There are those who argue that more liberal save systems make RPGs easier. However, some of the oldest RPGs such as the original Phantasy Star, the surprisingly-long-lasting SaGa series, and the recent The Dark Spire demonstrate that this argument is, quite frankly, a load of bull, given the difficulty of the aforementioned titles in spite of their save-anywhere features. Even the Diamond/Pearl/Platinum versions of Pokémon have plenty of tough spots in spite of their generous save systems.
Apologists for save points argue that they add tension to RPGs; if you live in a place where power outages happen occasionally and/or your game freezes often (as Star Ocean 3 often did in my experience), then yes, there is indeed plenty of tension affiliated with playing a game that has a stingy save system. In fact, this editorialist is far more afraid of losing precious progress due to the aforementioned events rather than a Game Over screen, with sometimes over an hour between save opportunities in games such as the third Star Ocean and Arc the Lad II (the latter of which also froze on me one time after an hour without being able to save).
Even a supposed compromise to the dilemma of saving, the quick-delete-save, where the player can save and quit their game anywhere (except in battle, unless a tactical RPG), with the created save file deleting upon loading, like in Breath of Fire: Dragon Quarter, has its own drawbacks, namely the mentioned events of freezing or a power outage, if normal save points are scarce. The quick-delete-save (maybe permanent saves as well, particularly in the case of long boss fights), however, would possibly work wonders in the middle of standard RPG battles, especially if they were long fights and the player experienced a real-life interruption.

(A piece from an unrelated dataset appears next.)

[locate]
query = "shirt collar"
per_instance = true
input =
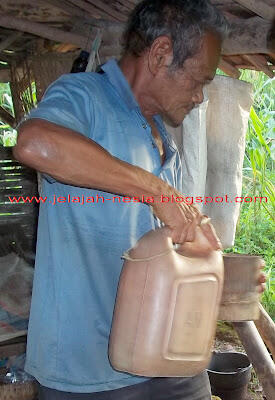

There are, however, drawbacks to being able to save anywhere, such as dreaded points of no return where the player is unable to leave a dungeon to perform tasks such as healing, level-grinding, or shopping for better equipment, akin to SaGa Frontier, which was fairly liberal in this equally-irksome RPG convention. In these cases, not saving in a separate save file (although some games such as Final Fantasy XII luckily warn you if you're in a point of no return), can potentially render an RPG unwinnable, forcing the player to restart the game from scratch.
In summation, Japanese RPG developers should definitely keep the above situations in mind when contemplating their games' save systems. There is definitely a case for RPGs to have a save-anywhere feature, and really has been no excuse for them to lack one as the original Phantasy Star demonstrated, but if they insist on continuing the dated convention, then at least have them frequently, like every few minutes, or so. This editorialist adamantly disagrees that liberalized save systems would make RPGs easier, although they would definitely make them less annoying, and ultimately make our lives easier.